The A400M crashed on May 9, 2015 just after take-off on a pre-delivery check flight for the Turkish air force. It crashed after the loss of power of three of its four engines that were "frozen," Airbus initially explained.
After two years of investigation, the Spanish defense ministry agency charged with investigating military aircraft accidents (Citaam) pointed out, among many other circumstances of the incident, the lack of coordination between EPI and Airbus when determining which company should load the software that governs the operation of the engines, and whose clearing prior to take-off - which went unnoticed by the crew - caused the power loss and subsequent crash.
EPI appeared in the case last September, following the Citaam report was submitted to the court. EPI, which was created specifically to design and produce the engines of the A400M, explained to Citaam that it should have been its own personnel who uploaded the software, and that its personnel have the necessary civil authorizations for that.
Airbus, however, told Citaam that the aircraft is military, that it operates in military installations and it was its own personnel who had to upload the software.
In addition, the Citaam report also revealed that, at the end of 2014, EPI had already warned that the software upload, in certain cases, could create failures that erased the information that the engines had to receive.

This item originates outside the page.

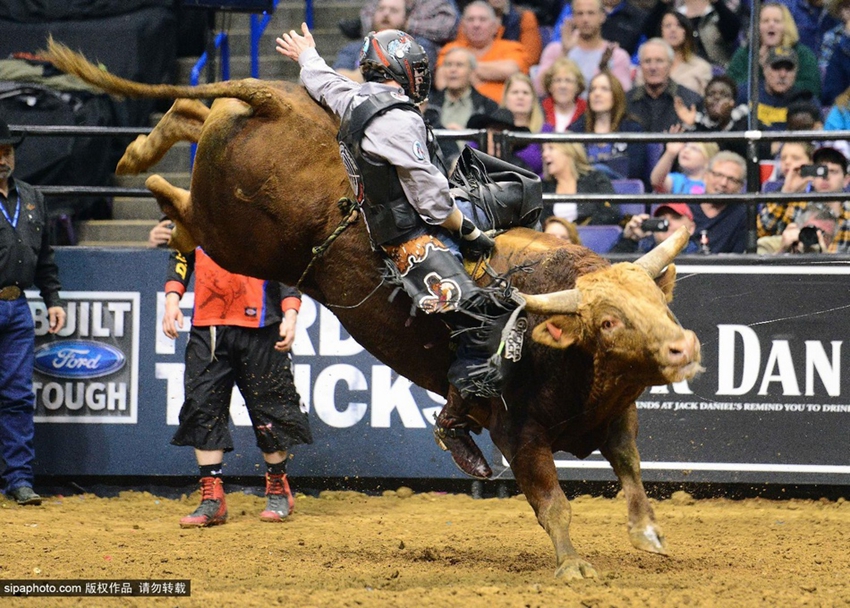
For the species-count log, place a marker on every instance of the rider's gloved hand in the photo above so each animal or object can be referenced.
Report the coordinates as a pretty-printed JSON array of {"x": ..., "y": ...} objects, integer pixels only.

After this warning was transmitted in October 2014 to Airbus and to the European Aviation Security Agency (Easa), the measures to mitigate the problem were not enough, according to the Citaam report.
Despite all this, the Seville and Airbus prosecutors asked at the end of last year to file the criminal case because, they argued, although it can be said that "not all possible scenarios were evaluated", the fatal accident occurred "because of the confluence of several concatenated factors which, together with the decisions taken on the flight," prevent the isolation of individual or group behavior that could allow to personally attribute to any of the intervening parties "a failing" in the “objective or subjective duty of care ".
The office of the public prosecutor had already opened the door to the civil route, and now the investigating magistrate has followed suit by closing the criminal investigation.
In this case, in addition to the each of the six victims separately (or their families in the case of the deceased), the parties of a possible civil case are Airbus, EPI and Allianz, the insurer of Airbus.